Image: That’s what she twittered, Robert Scoble
(This, in case it’s not yet clear, would be a bad thing.)
There was a time when I used to love MySpace. We’ll call it ‘BF’, since it basically lasted a year or so Before I joined Facebook.
I liked MySpace because it connected me to things in the outside world that I probably wouldn’t have otherwise accessed: primarily cool parties and people running vaguely interesting magazine projects. Back in BF, I even recall doing an interview with a PhD student in which I effused about how you wouldn’t know about anything remotely interesting about Sydney’s nightlife unless you were on MySpace. And given the novelty of most of Sydney’s clubs for anyone over the age of 21, this is probably still true.
(This isn’t to say that there’s nothing worth going to, only that you’re not going to have much chance of finding it if you just rock up to the Ivy or World Bar in a cocktail dress.
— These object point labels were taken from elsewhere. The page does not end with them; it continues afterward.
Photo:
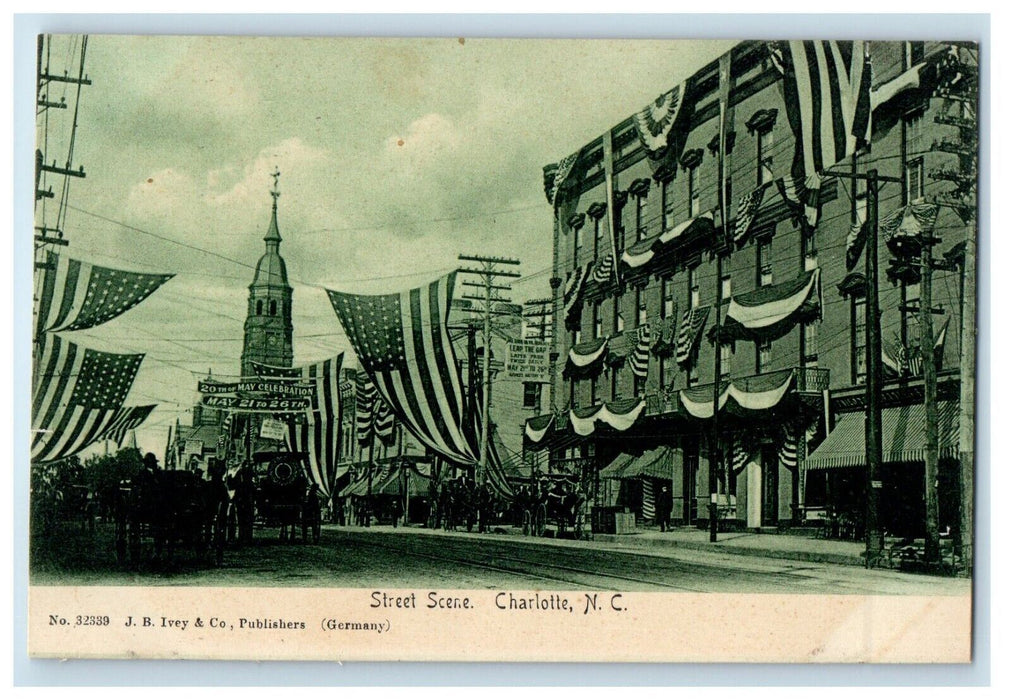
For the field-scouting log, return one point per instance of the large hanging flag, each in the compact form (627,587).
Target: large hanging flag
(77,295)
(77,394)
(827,91)
(639,360)
(318,435)
(402,342)
(654,122)
(125,419)
(690,332)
The interesting stuff is promoted through social networks, and at that time, MySpace was one of the main networks it was promoted through.)
Then I discovered Facebook, and within six months MySpace was dead to me. Why log into MySpace to find out about those hipsters with their ‘clever’ parties and vaguely interesting publications when I could log into Facebook and instantly access every person I’ve ever remotely cared about?
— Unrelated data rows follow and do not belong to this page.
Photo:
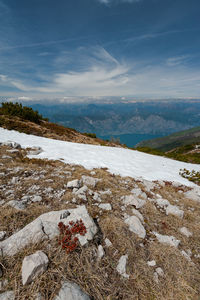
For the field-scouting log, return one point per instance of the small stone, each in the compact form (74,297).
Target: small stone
(74,184)
(9,295)
(2,235)
(35,151)
(105,206)
(71,291)
(151,263)
(185,231)
(36,198)
(138,214)
(160,271)
(100,252)
(19,205)
(133,200)
(165,239)
(136,226)
(121,267)
(108,242)
(33,266)
(174,210)
(87,180)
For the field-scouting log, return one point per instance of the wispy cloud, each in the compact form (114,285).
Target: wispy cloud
(117,1)
(104,75)
(177,60)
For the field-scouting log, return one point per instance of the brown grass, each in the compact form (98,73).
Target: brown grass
(99,278)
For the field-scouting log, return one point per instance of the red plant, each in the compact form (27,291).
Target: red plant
(68,240)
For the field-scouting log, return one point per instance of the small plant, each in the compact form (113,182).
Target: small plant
(191,175)
(92,135)
(68,240)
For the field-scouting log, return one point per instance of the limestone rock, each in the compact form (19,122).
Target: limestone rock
(35,151)
(108,242)
(193,194)
(105,206)
(151,263)
(46,227)
(174,210)
(33,266)
(166,239)
(71,291)
(9,295)
(185,231)
(100,252)
(121,267)
(136,226)
(2,235)
(91,181)
(74,184)
(133,200)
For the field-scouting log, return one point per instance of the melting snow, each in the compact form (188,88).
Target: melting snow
(120,161)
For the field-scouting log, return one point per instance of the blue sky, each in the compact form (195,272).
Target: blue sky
(138,48)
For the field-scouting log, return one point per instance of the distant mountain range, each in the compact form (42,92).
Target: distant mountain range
(149,118)
(167,143)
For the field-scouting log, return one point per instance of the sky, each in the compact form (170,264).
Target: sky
(94,48)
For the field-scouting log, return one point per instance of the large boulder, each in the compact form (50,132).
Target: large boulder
(71,291)
(9,295)
(33,266)
(46,227)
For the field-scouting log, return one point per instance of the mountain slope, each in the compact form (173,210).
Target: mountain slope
(49,130)
(140,237)
(186,137)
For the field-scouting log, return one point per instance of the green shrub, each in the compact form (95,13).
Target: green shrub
(92,135)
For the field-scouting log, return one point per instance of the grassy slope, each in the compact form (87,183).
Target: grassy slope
(172,141)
What concerns me about Twitter is that, for me at least, its appeal is similar to MySpace’s. It’s a way to access cool people, projects and cultures I otherwise wouldn’t. For all the talk of Sydney/Australia/The World being “small”, the thing I love about it is that just when I think I know it inside out, I discover someone or something that inspires me. Twitter - and I think this is one of Tumblr’s strengths as well - facilitates that.
But if MySpace - and every other internet fad over the past decade - is any indication, it ain’t going to last.
And that’s fine - I don’t need it to. But as much value as ambient relationship-building/networking can have (and I think it can have a lot of value, so long as it’s not the only thing you have in your life), I wonder what’s going to happen to all those Twitter relationships once Twitter is no longer relevant.
As Chris Brogan wrote the other day, there’s a lot you can learn about someone from what they post on social networking sites (and if there’s any truth to the idea that spending time online makes us less socially capable, maybe it’s a growing dependence on that ambient information). But if the relationships end as soon as the site does, what was the point of having them in the first place?